Aujourd’hui, je vais passer le Horn. Rien que de le dire, soulève en moi des émotions énormes. J’ai l’impression de l’offrir à cet ado que j’étais et qui en rêvait dans son lit après avoir regardé les « Révoltés du Bounty ». Je quitte le Pacifique et ses albatros et je ne sais pas quand je reviendrais ici. C’est une joie immense et en même temps une nostalgie profonde. J’ai savouré chaque minute passée dans le Pacifique, mais je me réjouis aussi de bientôt retrouver des conditions maniables et un peu de chaleur. La vie à bord n’a rien de simple. Il fait froid, tout est trempé et les conditions peuvent parfois être horribles. La nuit dernière, j’ai encore eu des grains à plus de 50 nœuds et des vagues énormes. Une vague est même rentrée dans le cockpit et a déclenché mon gilet de sauvetage, comme si j’étais tombé à l’eau !
Le Horn se mérite. On a beau être en 2017 et pouvoir aller où on veut d’un coup d’avion, il reste l’endroit avec un grand « E ». Même ces derniers milles sur le Pacifique sont une épreuve et je ne suis pas près d’oublier cette journée. Je n’ai quasiment pas vu la terre depuis le 6 novembre alors je me régale de ce roc de pierre sombre, massif et le franchir est un accomplissement absolu.

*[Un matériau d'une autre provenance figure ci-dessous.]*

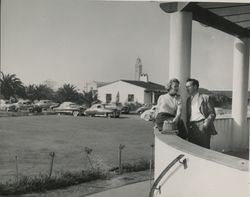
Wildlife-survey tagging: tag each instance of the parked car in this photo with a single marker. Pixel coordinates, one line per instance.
(125, 110)
(100, 109)
(113, 105)
(25, 105)
(70, 108)
(149, 114)
(143, 108)
(219, 111)
(47, 104)
(6, 105)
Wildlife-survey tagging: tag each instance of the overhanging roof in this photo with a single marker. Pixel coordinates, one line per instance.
(231, 18)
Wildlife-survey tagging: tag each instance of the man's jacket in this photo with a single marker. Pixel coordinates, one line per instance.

On dit que le Vendée Globe est un Everest, dans ce cas, le Horn en est son sommet et je remercie le Pacifique de m’avoir laissé passer. C’est fou d’être ici après 70 jours passés en solitaire, rien n’est comparable ! Tout ce que j’ai fait, c’est pour arriver ici et la route qu’il me reste vers Les Sables-d’Olonne est longue, mais pour moi elle ressemble à une marche vers le camp de base. Le plus dur est fait.
J’ai souvent rêvé de cet instant, mais j’ai aussi souvent douté. Il y a eu l’avarie de safran qui a sans doute été le moment le plus critique, mais il y a eu de gros coups de blues, ces moments où l’on a l’impression que l’on n’y arrivera jamais et ils sont plus nombreux qu’on ne le dit. C’est rarement quand on est au fond du trou que l’on envoie une vidéo ! Malgré ça, j’ai pris les milles les uns après les autres et aujourd’hui, j’en ai parcouru 17 000. Tout ça prouve que nos ressources sont inépuisables.

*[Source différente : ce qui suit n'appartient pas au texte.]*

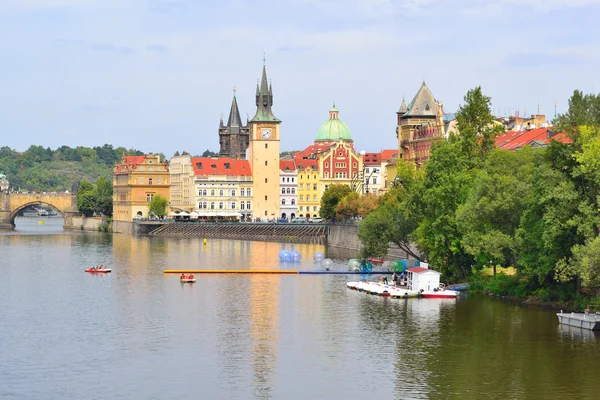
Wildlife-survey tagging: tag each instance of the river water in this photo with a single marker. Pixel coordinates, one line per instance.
(140, 334)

Je ne suis pas un super héros. Je suis un marin qui a fait de son mieux. Je n’ai jamais cherché à me montrer plus fort que je n’étais et c’est cette honnêteté qui me permet d’être là aujourd’hui, d’accomplir mon rêve et de porter toujours plus haut ce message sur la différence. Aujourd’hui, j’ai appris qu’il était de plus en plus repris sur les réseaux sociaux. Un classement a été établi et le projet fait partie des plus cités, derrière Le Cléac’h et Alex Thomson.
En principe, je ne m’intéresse pas trop aux classements, mais celui-ci me réjouit, car ce n’est pas le mien, c’est celui de tous ceux qui pensent commeunseulhomme.